Pusete ilk oturmaya başladığı günlerden beri,dolmuş şöförü gibi tek kol dışarıda bizimkinin..
'' Şişşşt ablaaa topla da gel,topla da gellll''

10 Kasım 2009 Salı

Engelleri aşıp da gel...


Bu aralar çok yoğunuz çoook...


Anne bu hafta 7 gün çalıştı,baba 6 gün..evde anneanne var.İzmir den gelen Teyzeler,enişteler ,yengeler,uzak kuzenler...Bodrumdan amcamız ziyaretimize gelip gidiyorlar,evimiz bir dolup bir boşalıyor...yatılı misafirimiz de var.

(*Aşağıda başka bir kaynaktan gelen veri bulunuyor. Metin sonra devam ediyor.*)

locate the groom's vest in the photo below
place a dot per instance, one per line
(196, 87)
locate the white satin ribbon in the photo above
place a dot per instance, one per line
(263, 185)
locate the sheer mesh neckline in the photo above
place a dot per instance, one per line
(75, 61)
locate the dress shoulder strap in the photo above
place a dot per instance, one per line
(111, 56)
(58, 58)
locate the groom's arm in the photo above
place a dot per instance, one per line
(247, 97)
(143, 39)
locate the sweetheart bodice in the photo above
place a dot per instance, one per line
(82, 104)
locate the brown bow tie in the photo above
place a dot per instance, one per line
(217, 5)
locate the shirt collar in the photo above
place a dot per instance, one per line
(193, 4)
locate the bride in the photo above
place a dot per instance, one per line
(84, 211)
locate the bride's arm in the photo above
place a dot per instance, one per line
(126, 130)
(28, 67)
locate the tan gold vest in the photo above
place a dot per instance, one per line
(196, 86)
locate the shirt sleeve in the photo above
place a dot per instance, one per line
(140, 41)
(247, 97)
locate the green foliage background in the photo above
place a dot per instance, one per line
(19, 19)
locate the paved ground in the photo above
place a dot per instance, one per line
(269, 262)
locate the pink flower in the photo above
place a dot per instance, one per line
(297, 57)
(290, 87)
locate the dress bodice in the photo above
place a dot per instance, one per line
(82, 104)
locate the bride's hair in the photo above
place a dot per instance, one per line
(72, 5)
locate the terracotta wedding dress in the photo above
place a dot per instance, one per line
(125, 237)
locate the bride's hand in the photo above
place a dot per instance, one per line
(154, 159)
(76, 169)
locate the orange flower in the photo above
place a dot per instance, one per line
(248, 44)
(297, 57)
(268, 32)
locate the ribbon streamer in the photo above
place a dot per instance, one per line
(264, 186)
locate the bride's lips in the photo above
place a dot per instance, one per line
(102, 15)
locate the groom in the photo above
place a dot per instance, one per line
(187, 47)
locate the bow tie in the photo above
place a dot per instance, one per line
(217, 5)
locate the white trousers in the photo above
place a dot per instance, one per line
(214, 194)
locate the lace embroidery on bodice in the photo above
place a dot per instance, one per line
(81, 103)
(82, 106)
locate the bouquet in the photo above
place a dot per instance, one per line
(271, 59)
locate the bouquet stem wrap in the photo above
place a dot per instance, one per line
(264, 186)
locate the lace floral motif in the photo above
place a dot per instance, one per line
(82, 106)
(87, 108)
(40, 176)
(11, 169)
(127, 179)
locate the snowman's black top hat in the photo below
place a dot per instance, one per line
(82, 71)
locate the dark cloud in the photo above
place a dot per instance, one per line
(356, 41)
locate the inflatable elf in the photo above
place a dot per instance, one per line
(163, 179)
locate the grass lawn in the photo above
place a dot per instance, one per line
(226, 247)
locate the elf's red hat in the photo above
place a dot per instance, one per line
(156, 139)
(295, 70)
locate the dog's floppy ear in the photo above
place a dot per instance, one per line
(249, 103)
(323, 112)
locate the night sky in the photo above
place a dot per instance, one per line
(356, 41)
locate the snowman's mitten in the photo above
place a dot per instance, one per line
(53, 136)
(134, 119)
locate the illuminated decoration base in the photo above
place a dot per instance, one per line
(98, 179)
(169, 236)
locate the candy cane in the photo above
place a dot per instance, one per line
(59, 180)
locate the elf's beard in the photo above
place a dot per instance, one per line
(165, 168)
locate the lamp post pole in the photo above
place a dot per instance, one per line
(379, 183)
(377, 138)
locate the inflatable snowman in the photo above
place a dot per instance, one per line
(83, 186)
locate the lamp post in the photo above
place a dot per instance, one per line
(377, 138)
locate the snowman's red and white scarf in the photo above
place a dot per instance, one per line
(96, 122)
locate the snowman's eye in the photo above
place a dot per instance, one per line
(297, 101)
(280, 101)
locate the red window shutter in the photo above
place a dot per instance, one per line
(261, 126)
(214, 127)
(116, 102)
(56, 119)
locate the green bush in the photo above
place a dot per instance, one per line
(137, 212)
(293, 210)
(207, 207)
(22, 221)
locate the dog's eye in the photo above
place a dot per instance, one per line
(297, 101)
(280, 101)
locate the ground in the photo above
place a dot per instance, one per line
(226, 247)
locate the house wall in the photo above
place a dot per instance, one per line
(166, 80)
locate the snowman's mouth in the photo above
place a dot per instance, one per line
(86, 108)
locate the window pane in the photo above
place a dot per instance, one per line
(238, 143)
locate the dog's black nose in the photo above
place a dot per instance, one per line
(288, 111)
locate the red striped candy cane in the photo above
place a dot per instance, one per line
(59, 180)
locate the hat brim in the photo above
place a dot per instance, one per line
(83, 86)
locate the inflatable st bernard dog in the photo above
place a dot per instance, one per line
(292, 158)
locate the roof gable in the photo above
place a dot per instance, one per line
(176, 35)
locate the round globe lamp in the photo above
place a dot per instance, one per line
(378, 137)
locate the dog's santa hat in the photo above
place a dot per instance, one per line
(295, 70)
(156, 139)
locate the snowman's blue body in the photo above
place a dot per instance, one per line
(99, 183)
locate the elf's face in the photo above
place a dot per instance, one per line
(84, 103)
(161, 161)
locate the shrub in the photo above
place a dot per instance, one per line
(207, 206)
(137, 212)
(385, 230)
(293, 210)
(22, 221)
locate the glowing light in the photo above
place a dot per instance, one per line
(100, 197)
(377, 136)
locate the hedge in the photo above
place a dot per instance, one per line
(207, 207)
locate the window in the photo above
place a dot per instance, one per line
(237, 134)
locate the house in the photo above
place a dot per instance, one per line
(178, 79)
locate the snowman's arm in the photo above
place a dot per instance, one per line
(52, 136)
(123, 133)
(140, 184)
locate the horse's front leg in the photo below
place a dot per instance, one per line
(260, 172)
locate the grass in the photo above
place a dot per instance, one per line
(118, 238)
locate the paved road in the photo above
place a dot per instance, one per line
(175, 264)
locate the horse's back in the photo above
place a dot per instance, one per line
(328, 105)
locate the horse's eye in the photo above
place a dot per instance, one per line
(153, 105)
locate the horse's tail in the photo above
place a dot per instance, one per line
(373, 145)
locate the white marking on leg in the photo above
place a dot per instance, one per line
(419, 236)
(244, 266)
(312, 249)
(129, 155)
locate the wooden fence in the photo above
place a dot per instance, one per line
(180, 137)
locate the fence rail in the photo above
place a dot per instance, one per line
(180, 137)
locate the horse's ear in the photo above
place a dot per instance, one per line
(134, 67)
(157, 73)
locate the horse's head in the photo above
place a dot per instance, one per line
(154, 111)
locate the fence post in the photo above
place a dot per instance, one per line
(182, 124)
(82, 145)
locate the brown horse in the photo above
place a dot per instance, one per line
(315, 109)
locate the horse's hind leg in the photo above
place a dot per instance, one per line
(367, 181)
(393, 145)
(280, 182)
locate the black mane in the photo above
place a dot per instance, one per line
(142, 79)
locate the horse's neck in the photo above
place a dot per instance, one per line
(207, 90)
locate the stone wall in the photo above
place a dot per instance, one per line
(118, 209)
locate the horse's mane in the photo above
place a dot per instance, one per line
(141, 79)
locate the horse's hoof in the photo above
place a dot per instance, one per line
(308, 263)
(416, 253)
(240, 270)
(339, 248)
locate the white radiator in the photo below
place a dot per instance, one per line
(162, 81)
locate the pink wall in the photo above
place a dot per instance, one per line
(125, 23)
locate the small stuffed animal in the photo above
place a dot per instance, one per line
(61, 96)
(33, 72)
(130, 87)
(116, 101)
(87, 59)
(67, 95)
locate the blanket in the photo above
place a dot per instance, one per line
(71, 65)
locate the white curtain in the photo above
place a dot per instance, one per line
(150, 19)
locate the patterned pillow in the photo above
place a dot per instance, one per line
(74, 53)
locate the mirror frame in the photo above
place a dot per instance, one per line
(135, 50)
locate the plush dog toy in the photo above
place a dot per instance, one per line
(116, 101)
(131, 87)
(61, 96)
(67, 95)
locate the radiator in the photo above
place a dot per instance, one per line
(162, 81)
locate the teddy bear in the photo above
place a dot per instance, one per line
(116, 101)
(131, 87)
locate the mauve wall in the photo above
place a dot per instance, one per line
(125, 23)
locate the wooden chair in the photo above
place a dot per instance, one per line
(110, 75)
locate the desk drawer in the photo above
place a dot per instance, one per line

Bu durumdan çok mutlu küçük japon balığı,ben ve sevgili yoğun tempodan alıp gezmeye götüremiyoruz bir türlü.

Anneanne de tek başına arabayı ve artık 11.50 kg. olan tosunu kucaklayıp çıkamıyor.Fena halde vicdan azabı yaratıyor bende bu konu...feci takmış durumdayım.


Artık büyüyor,dışarıya ilgisi her zamankinden fazla,evde sıkılıyor ve belli ediyor.


Yazın sürünerek eve geldikten sonra bile ıkına sıkına hem puseti hem japonu alıp bir saatcik bile olsa havalandırıyordum,eh kış geldi hava erkenden kararıyor artık,dışarı çıkmak ne mümkün...

Yemek,banyo oyun derken uyku vakti geliveriyor.

Böyle sokak aralarındaki ufacık turşucuk parklara pek gülerdim,aman kim gelecek buralara diye düşünürdüm.Ah evin arka sokağıdanki tıfıl park bile ne kıymetli şimdi bana...Allah belediyelere zeval vermesin.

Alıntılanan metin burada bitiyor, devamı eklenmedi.